I'd love to hear what you're all up to with your air fryers! Share your tips and favourite recipes with me—I'm eager to learn more. 😊

Ingredients:

  • 2 chicken breasts - allow 1 per person (naturally gluten-free)

  • 1 large avocado, sliced (naturally gluten-free)

  • 1 cup/two handfuls cherry tomatoes, halved (naturally gluten-free)

  • 1/4 red onion, thinly sliced (naturally gluten-free)

  • 1/4 cup fresh parsley, chopped (naturally gluten-free)

  • 1/2 cup cooked quinoa (naturally gluten-free) or couscous (check for gluten-free options)

  • 2 tbsp olive oil (naturally gluten-free)

  • Juice of 1 lemon (naturally gluten-free)

  • Salt and pepper to taste (naturally gluten-free, but check packaging for cross-contamination)

  • Mixed salad leaves of your choice (naturally gluten-free)

Herb Seasoning:

  • 1 tsp dried rosemary (naturally gluten-free)

  • 1 tsp dried thyme (naturally gluten-free)

  • 1 tsp garlic powder (check for gluten-free certification)

  • 1 tsp paprika (check for gluten-free certification)

Instructions:

  1. Season the Chicken: Mix the herb seasoning ingredients together.

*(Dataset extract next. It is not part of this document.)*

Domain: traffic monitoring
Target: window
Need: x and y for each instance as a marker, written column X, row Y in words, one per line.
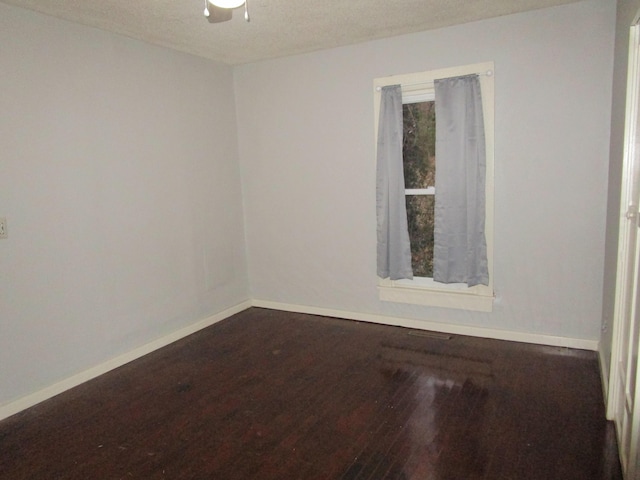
column 419, row 162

Rub the mixture over the chicken breasts, ensuring they are evenly coated - spray with a little oil to prevent drying.

  2. Air Fry the Chicken: Place the seasoned chicken breasts on the air fryer shelves. Cook at 375°F (190°C) for about 15-20 minutes, flipping halfway through, until the internal temperature reaches 165°F (75°C). Let the chicken rest, then slice.

  3. Prepare the Salad: In a large bowl, combine cherry tomatoes, red onion, parsley, and optional quinoa. Drizzle with olive oil and lemon juice. Toss gently to combine.

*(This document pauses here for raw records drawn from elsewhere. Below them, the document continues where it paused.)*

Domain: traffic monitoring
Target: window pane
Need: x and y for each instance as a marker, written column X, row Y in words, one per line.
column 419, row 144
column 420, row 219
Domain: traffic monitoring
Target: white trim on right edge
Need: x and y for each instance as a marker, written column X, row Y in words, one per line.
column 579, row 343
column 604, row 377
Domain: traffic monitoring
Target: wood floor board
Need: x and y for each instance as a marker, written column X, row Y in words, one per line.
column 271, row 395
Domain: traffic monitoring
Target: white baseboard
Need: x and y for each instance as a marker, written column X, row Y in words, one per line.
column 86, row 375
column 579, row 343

  4. Assemble the Dish: Place the salad mixture on a serving plate. Top with sliced air-fried chicken and avocado.

  5. Serve and Enjoy: Season with additional salt and pepper if desired. Enjoy your fresh and vibrant salad!

Tip: To ensure your meal is completely gluten-free, double-check that all your ingredients, especially seasonings and oils, are certified gluten-free. You can also add nuts or seeds for extra crunch and nutrition! It's my go to lunch of choice.